Sarah Cantu from Tech Talent South shares these awesome tips!
My top tip is to have a visual guide to your current tasks. I do a pretty lo-fi version of a Trello board with some old-fashioned sticky notes. This gives me a summary of what I need to do but also what I’ve accomplished, which always contributes to my daily motivation!
My second tip is to focus as much as possible on preparing for a single task, even in the smallest of ways. For example, I have a certain number of outreach emails that I aim send out every week and if I try to source, edit, and compose say, 50 emails at once I can get distracted by flipping through different web pages, editing emails, etc. To maximize my productivity, I focus on one small part of that task at a time, like sourcing all of my contacts’ email addresses, before I ever actually open Gmail. The more that I repeat a single task, the more efficiently I work, so I try to break things down as much as possible.
Finally, I recommend allotting time to answer your emails, even if you’re one to open them as you receive them. I’m a little too anxious to not open an email as soon as I see it, but I do my best to resist the urge to reply right away. Composing emails can be a bit of a time suck, so I will typically use the “create task” feature on Gmail or set a reminder via Boomerang to reply to an email that’s not quite as pressing.
Alex Novkov from Kanbanize has these tips to help you out!
1. Visualize every step of the process. In order to maintain a steady and well-paced flow, the team needs to know who is doing what and how long is it taking. Using a Kanban board is a simple solution that can be applied in practically every industry. The board will show the bottlenecks of the process and the team can take action to alleviate them.
2. Limit the work in progress. Stop starting and start finishing. A person doing one thing at a time is far more efficient than one multitasking. Not only the tempo is faster, but the quality of work is increased significantly this way.
3. Adopt daily stand-up meetings. Each team should meet once a day at the beginning of the work shift or at any convenient time, for a brief stand-up meeting. Every person has to share what she or he did during the previous day and what she or he intends to do today. The meeting should not last more than fifteen minutes and the idea is to keep everyone in the loop about existing and potential problems that are troubling some of the team members.
Beth Beutler from HOPE Unlimited has these great and easy to do, tips for you!
1. Interval timer apps can help you stay on track with a series of
timed segments you can apply to a project for ongoing progress.

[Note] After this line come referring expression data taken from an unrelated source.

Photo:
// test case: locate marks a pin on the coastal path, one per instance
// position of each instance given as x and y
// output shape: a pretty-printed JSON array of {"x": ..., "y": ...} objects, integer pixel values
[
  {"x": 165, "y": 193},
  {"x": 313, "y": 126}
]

2. A small dry erase board is a great tool…jot quick notes that can
be erased and avoid piles of sticky notes on your desk
3. When scheduling appointments, make sure to allow cushion. If you are
just returning from a trip on Sunday, you may not want appointments first
thing Monday morning.
Lena Requist, President of ONTRAPORT manages her workflow with these tips:
Tip #1: Establish ground rules for yourself, including a promise that you won’t let your work life seep over into your home life. At the end of the day, turn off your computer and phone and resist the temptation to check your work email on your device. By giving your mind a break at the end of each work day, you’re investing in your future focus and productivity.
Tip #2: Build repeatable processes. Rather than constantly building a job by the sweat of your brow, create systems. By building systems you are able to offer consistency in the products or services you deliver, even after the system is delegated.
Tip #3: Learn to delegate – and train employees. Knowing when to hand off a project or task is vital to managing your workflow long-term. Human potential is truly remarkable, and by effectively delegating, you will be able to streamline redundant tasks, in turn, freeing you to focus on more creative and engaging initiatives that will propel your business forward.
Tips from Leslie:
As someone who juggles multiple “jobs,” managing the work is crucial. Although much of my work and tools are online, I still seem to do best with a paper planner. Each Sunday, I go through and right down my daily to-dos for the week, and schedule in tasks on long-term projects, appointments and other things that are going on during the week. Because my schedule doesn’t fit traditional planners, I like using the Happy Planner.
As far as the work, although my day can be flexible, I can move through it quicker if I have a routine, so each day I write first, then work on whatever blog is scheduled for that day, do client work, and then move on to marketing tasks such as scheduling social media, pitching media for guest posts or interviews.
Finally, I do have a virtual assistant to help me take care of tasks and I’m slowly adding more to her list. Right now she finds, prepares and posts several blog features a week. All I have to do is check them and add my two-bits if I feel it’s needed. Delegating busy work or tasks I don’t like to do has been great in letting me focus on the tasks that make money.